Recursive Flattening:
- Recursively flatten the left subtree.
- Recursively flatten the right subtree.
Reconstruction:
- Save the original right subtree.
- Move the left subtree to the right (since this is a right-skewed linked list, left should be null).
- Traverse to the end of the newly reassigned right subtree and connect the saved original right subtree.
Here's how you can implement this in C++ and Java:
C++ Code
class Solution {
public:
void flatten(TreeNode* root) {
if (!root) return;
// Flatten the left and right subtrees
flatten(root->left);
flatten(root->right);
// Save the right subtree
TreeNode* tempRight = root->right;
// Move the left subtree to the right
root->right = root->left;
root->left = nullptr;
// Go to the end of current right and connect it to the saved right subtree
TreeNode* current = root;
while (current->right) {
current = current->right;
}
current->right = tempRight;
}
};
Java Code
class Solution {
public void flatten(TreeNode root) {
if (root == null) return;
// Flatten the left and right subtrees
flatten(root.left);
flatten(root.right);
// Save the right subtree
TreeNode tempRight = root.right;
// Move the left subtree to the right
root.right = root.left;
root.left = null;
// Go to the end of current right and connect it to the saved right subtree
TreeNode current = root;
while (current.right != null) {
current = current.right;
}
current.right = tempRight;
}
}
Time and Space Complexity Analysis
Time Complexity
- O(N), where N is the number of nodes in the tree. Each node is visited once to rebuild the links.
Space Complexity
- O(H), where H is the height of the tree. This is due to the recursion stack used in the depth-first traversal. In the worst case (unbalanced tree), this can approach O(N). In the average case (balanced tree), it is O(log N).
Common Mistakes to Avoid
- Forgetting to set the left pointer to null for every node in the resultant linked list.

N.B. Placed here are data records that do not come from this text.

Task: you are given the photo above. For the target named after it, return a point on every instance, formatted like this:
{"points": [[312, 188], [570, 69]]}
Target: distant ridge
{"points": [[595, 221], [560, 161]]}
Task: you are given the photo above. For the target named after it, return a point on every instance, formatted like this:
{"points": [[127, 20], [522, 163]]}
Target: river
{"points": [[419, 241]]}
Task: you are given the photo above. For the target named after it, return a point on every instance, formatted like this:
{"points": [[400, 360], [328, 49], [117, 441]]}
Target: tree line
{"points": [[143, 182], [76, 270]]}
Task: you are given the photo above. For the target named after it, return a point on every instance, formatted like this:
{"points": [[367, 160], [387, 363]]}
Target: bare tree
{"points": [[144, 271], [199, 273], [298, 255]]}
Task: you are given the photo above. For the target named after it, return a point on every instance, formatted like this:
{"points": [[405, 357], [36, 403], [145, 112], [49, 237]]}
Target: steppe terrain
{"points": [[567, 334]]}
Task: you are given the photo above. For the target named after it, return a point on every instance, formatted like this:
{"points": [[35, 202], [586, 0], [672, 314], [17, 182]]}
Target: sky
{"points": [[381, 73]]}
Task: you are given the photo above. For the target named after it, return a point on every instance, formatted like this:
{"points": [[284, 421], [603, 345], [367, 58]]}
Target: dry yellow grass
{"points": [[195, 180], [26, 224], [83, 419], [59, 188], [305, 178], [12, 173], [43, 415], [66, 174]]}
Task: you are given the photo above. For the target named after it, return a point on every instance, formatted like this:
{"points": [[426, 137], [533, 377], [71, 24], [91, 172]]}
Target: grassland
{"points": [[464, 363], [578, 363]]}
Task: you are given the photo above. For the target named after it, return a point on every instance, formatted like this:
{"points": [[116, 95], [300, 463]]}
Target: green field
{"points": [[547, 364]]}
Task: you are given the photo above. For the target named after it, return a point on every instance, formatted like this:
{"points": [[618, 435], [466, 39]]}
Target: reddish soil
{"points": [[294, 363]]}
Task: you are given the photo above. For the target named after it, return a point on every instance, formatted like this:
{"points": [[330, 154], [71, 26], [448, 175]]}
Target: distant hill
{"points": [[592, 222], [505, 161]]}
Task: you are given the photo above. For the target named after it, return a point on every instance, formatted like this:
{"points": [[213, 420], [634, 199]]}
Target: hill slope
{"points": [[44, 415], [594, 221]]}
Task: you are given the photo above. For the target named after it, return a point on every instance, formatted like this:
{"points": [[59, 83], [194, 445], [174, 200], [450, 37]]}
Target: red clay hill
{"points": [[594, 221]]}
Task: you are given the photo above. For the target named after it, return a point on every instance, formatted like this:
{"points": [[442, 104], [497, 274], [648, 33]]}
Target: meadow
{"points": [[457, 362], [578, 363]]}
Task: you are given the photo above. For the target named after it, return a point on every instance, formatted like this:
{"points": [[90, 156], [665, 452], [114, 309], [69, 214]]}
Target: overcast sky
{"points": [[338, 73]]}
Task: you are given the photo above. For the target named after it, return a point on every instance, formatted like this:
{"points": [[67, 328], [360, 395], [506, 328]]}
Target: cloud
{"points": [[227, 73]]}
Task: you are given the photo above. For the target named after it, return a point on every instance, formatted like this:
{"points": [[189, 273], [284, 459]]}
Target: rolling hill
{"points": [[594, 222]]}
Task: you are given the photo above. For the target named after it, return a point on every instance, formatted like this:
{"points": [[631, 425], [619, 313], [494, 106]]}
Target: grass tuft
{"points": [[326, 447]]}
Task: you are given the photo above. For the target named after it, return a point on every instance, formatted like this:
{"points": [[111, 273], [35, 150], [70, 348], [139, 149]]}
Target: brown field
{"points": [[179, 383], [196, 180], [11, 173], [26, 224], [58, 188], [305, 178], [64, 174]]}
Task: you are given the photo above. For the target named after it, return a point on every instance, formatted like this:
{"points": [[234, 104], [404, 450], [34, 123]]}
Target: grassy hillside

- Incorrectly handling the subtree connections post reconstruction.
- Assuming the tree is a perfect binary tree, hence not accounting for edge cases.
Similar Problems on LeetCode
- LeetCode 114: Flatten Binary Tree to Linked List - similar problem for further practice.
- LeetCode 1008: Construct Binary Search Tree from Preorder Traversal
Additional Resources and References
- Binary Tree Traversals (GeeksforGeeks)
- Data Structures and Algorithm Analysis in Java by Mark Allen Weiss
- Introduction to Algorithms by Thomas H. Cormen
Understanding this problem requires a strong grasp of tree manipulations and traversals. Practicing other tree-related problems can help reinforce these concepts.